Deduplication and batching address volume. If your system would fire the same request twice, fire it once. If you have many requests that are not urgent — overnight processing, bulk analysis — handling them together is often cheaper than one frantic call at a time, and some platforms price non-urgent batch work below real-time rates. The common thread: identical work should be done once, and patient work should not pay the premium for impatience.
Lever 4: Cap the runaways
Most cost disasters are not a steady drip; they are a single component that runs away. An agent stuck in a loop, calling the model again and again. A retry that fires on every failure without limit. A user — or a script pretending to be one — sending thousands of requests an hour. Steady usage is easy to budget. Runaways are what produce the invoice that makes someone's stomach drop.
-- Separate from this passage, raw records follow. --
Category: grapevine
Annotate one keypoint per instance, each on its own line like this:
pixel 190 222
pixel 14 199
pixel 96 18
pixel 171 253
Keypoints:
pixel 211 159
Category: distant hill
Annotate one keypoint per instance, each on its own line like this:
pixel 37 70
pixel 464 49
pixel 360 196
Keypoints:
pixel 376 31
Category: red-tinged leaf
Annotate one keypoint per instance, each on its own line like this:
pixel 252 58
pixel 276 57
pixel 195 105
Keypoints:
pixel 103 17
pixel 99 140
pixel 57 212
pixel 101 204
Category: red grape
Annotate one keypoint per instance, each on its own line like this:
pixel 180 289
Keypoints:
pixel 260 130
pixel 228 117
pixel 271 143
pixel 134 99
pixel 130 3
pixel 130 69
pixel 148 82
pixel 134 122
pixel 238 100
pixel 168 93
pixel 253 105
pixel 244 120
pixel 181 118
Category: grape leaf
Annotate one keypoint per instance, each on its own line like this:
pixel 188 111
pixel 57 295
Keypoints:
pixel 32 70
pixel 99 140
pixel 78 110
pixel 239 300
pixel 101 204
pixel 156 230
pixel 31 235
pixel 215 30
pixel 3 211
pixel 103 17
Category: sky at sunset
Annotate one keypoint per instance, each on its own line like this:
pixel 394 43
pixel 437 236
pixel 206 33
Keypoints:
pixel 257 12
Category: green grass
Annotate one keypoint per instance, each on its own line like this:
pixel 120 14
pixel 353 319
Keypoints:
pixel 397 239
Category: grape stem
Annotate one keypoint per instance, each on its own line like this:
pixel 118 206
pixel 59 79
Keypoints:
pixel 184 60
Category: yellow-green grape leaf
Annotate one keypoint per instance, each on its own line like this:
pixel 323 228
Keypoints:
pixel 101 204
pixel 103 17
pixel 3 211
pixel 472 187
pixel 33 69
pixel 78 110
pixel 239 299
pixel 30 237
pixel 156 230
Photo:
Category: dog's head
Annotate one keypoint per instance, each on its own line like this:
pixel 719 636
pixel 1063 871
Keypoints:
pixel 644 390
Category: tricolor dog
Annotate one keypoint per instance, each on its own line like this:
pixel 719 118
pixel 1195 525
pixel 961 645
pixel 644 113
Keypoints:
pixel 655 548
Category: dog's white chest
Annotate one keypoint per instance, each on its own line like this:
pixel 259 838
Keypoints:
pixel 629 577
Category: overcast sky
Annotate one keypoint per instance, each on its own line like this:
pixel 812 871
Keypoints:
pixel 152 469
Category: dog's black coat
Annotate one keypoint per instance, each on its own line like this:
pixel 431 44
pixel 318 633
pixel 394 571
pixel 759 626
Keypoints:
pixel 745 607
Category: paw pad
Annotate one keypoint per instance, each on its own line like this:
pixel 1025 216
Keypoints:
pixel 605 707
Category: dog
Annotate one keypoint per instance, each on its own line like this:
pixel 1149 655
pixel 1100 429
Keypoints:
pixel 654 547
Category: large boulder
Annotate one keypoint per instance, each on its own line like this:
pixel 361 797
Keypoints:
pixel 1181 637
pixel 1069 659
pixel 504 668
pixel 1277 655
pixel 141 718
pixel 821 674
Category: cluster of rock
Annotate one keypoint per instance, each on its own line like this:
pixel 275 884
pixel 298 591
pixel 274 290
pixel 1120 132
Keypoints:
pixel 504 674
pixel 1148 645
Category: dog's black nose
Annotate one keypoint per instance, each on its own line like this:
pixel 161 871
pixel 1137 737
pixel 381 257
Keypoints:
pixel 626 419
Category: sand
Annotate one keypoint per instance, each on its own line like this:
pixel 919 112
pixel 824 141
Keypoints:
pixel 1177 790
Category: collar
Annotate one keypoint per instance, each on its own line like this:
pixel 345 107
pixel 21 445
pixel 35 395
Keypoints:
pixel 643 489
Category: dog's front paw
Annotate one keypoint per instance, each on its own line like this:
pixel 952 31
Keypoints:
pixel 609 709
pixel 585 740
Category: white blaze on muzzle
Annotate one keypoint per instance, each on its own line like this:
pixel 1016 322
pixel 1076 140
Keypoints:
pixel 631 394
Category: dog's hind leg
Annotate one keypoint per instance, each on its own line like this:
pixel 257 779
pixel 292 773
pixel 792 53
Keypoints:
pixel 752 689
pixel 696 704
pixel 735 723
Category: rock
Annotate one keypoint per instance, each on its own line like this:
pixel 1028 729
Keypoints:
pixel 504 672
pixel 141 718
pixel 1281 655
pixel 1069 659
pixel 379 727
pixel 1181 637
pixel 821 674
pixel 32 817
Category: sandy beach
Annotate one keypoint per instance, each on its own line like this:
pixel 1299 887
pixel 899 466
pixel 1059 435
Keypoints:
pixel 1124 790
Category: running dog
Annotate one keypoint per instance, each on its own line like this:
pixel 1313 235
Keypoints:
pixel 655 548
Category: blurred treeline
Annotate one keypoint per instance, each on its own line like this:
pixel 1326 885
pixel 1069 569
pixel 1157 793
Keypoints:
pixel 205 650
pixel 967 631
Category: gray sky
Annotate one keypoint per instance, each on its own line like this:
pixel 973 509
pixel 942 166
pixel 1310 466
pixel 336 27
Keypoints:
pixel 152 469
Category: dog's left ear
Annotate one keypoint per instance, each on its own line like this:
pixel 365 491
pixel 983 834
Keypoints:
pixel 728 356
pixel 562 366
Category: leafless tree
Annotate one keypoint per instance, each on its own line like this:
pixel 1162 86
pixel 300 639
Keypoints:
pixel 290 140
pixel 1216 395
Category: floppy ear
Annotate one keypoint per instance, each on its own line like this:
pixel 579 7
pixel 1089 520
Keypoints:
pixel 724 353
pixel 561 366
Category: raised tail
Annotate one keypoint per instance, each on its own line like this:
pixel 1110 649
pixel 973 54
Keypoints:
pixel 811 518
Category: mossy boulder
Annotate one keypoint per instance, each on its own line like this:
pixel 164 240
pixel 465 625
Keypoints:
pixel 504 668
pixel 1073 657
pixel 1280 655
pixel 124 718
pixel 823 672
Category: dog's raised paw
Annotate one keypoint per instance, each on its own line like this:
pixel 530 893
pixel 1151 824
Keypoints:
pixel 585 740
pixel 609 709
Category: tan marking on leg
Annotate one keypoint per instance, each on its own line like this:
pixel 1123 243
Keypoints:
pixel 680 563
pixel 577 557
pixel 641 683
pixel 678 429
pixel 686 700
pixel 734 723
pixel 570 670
So put ceilings everywhere a loop or a queue can form. Cap the number of steps an agent may take before it stops and reports. Cap retries. Limit how many requests a single user can make in a window. Set a hard maximum on response length so one pathological request cannot generate an enormous, expensive answer. None of these caps should bite during normal use; they exist precisely for the abnormal case, and the one time they save you they pay for themselves many times over.
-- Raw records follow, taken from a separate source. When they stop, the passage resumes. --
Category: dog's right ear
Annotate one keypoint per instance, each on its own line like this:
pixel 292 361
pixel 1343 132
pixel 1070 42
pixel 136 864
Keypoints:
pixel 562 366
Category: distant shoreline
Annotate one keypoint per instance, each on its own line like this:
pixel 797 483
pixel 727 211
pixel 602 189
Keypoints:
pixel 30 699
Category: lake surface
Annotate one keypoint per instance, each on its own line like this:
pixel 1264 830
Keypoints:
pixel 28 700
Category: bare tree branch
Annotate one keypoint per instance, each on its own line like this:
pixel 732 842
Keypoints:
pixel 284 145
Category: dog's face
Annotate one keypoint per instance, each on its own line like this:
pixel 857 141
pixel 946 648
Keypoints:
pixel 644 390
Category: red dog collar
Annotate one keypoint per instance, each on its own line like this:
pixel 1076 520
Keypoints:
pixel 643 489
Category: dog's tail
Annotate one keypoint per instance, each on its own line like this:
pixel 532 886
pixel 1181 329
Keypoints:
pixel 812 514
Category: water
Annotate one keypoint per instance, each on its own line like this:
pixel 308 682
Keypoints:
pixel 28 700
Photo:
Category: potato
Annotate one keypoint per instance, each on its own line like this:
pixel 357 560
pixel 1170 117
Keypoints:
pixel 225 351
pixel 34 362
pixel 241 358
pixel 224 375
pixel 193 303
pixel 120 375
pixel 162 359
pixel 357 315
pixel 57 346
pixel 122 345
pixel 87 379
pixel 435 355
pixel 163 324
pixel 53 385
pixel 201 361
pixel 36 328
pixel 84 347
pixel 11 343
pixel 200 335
Lever 5: Measure before you optimize
You cannot manage what you do not see, and most cost surprises are really visibility failures — the spend was there all along, no one was watching. Before optimizing anything, instrument the feature so you know where the money goes: which operations are most expensive, how cost breaks down between input and output, which users or request types dominate.
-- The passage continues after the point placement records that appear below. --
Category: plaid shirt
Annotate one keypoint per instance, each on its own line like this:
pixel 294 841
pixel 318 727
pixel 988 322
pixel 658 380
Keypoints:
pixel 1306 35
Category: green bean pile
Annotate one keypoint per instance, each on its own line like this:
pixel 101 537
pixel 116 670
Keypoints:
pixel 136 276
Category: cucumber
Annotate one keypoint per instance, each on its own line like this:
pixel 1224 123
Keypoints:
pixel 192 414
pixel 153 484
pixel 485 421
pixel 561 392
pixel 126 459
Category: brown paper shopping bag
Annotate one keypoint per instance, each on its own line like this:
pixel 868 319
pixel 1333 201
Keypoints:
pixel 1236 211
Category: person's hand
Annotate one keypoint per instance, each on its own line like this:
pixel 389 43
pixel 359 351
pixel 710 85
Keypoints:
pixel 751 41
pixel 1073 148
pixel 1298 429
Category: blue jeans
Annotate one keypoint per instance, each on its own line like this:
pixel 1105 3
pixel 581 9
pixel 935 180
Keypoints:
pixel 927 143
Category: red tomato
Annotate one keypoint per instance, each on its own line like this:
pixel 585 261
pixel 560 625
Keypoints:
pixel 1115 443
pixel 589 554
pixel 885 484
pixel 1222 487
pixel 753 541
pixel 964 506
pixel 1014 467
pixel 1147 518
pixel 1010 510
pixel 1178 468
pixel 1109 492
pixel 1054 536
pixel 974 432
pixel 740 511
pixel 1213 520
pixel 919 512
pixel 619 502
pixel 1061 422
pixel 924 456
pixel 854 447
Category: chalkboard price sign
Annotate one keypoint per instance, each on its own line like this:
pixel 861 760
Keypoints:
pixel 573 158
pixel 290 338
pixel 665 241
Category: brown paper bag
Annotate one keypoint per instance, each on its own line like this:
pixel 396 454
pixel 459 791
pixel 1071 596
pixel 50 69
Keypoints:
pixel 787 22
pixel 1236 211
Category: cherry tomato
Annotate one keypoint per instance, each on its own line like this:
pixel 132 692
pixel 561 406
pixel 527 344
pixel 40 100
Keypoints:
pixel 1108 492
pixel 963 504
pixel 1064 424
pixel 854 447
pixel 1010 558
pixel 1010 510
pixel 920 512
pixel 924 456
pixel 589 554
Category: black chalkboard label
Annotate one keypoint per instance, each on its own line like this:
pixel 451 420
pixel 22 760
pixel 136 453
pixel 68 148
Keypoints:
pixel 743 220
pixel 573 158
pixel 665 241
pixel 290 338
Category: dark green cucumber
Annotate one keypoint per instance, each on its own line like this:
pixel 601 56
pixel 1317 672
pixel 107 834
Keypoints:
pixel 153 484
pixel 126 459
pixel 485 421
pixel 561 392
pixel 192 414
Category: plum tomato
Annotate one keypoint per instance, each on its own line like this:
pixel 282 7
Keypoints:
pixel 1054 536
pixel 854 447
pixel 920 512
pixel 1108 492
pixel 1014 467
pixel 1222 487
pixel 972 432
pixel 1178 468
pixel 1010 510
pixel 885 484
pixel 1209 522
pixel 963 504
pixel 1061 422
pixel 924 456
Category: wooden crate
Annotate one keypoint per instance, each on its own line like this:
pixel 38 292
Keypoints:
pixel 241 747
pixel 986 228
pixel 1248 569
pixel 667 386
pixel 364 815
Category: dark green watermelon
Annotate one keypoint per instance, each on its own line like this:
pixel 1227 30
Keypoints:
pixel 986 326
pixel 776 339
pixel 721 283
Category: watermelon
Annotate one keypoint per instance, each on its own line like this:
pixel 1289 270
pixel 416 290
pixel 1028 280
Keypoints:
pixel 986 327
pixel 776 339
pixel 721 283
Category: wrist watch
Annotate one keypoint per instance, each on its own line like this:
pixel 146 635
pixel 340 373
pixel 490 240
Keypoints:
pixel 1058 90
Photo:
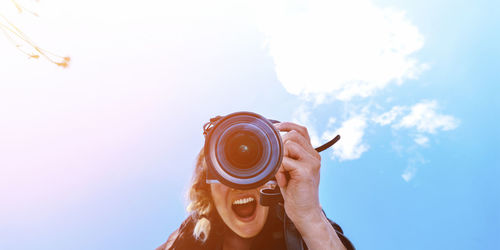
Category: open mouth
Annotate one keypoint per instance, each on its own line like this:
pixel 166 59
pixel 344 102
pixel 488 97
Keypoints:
pixel 244 207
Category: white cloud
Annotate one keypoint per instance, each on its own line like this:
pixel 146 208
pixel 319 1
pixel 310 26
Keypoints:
pixel 350 146
pixel 302 116
pixel 388 117
pixel 341 48
pixel 424 118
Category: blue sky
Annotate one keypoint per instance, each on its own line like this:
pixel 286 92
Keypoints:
pixel 99 155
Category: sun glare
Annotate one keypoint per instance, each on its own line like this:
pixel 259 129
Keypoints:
pixel 23 43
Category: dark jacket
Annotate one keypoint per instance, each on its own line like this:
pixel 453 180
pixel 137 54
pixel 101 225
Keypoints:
pixel 272 236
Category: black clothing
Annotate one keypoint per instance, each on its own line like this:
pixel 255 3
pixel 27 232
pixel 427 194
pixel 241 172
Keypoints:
pixel 272 235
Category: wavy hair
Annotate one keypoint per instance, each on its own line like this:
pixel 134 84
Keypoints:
pixel 201 205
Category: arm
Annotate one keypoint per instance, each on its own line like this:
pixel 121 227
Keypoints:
pixel 298 178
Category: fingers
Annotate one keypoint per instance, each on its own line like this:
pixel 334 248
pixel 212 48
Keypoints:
pixel 298 138
pixel 289 126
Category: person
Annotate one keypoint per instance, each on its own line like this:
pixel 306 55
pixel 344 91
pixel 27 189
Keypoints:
pixel 224 218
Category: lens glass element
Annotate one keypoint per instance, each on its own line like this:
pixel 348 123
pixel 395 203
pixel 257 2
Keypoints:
pixel 243 149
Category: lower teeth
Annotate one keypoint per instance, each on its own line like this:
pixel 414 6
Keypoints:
pixel 244 210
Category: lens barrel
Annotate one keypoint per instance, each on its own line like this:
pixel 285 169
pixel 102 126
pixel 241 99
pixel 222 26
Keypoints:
pixel 243 150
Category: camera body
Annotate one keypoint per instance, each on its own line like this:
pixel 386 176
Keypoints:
pixel 243 150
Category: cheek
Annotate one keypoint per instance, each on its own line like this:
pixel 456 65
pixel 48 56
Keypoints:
pixel 219 196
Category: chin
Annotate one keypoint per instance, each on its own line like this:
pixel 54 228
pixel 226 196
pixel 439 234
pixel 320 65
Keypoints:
pixel 249 224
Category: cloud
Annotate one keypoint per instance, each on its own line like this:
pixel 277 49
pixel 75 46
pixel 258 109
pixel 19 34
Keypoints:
pixel 342 49
pixel 388 117
pixel 350 146
pixel 424 118
pixel 302 115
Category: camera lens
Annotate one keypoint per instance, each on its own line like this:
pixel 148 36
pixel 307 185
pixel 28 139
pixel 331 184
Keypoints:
pixel 243 149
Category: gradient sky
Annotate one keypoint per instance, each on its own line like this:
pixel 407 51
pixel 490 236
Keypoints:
pixel 99 155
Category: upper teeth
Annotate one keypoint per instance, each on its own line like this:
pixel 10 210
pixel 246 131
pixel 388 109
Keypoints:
pixel 243 201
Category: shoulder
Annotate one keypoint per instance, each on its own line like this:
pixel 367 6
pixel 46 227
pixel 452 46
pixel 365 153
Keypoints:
pixel 185 228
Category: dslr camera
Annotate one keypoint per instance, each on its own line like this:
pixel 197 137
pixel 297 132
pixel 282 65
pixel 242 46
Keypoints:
pixel 243 150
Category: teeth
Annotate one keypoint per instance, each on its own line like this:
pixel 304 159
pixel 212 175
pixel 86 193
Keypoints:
pixel 243 201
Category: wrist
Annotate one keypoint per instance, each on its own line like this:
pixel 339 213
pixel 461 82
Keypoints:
pixel 309 219
pixel 318 233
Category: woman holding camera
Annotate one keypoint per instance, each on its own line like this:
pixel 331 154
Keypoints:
pixel 225 218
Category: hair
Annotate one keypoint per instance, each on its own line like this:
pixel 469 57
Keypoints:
pixel 201 205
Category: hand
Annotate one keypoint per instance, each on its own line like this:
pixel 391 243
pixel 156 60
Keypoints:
pixel 299 174
pixel 298 179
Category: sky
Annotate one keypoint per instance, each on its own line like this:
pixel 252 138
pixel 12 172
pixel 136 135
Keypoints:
pixel 99 155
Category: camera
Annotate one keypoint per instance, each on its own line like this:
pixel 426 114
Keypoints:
pixel 243 150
This matters because cost, like performance, follows a skew — a small fraction of operations usually drives a large fraction of the bill. Optimizing a cheap, rare path feels productive and saves nothing. Find the expensive, frequent path first and fix that. Then watch the trend over time, because usage grows and a feature that was affordable at launch can drift expensive as adoption climbs. Set an alert for when spending crosses a threshold you chose deliberately, so you learn about a cost problem from your own dashboard rather than from a finance email.
Balancing cost against quality
Every lever here trades against something, and pretending otherwise leads to a cheap feature nobody wants to use. A smaller model saves money and may answer slightly worse. A shorter prompt saves tokens and may drop a piece of context that mattered. Aggressive caching saves calls and risks serving a stale answer. The goal is not the lowest possible cost — that is a feature with no users. The goal is the lowest cost that still meets your quality bar. This is exactly where an eval earns its keep: it lets you make a cost-cutting change and check, with numbers rather than hope, that quality held. Cut cost, measure quality, keep the cuts that quality survives.
The takeaway
Keeping an AI feature affordable comes down to a handful of durable habits: bill-aware design that understands tokens, right-sizing the model to each task, spending fewer tokens per call, never paying twice for the same work, capping the components that can run away, and measuring everything so you optimize the path that actually costs money. None of it requires a clever trick, and all of it survives changes in model and vendor because it follows from how these systems are priced. Pair each cut with an eval so quality stays honest, and a feature that could have bankrupted itself stays one you can afford to keep running.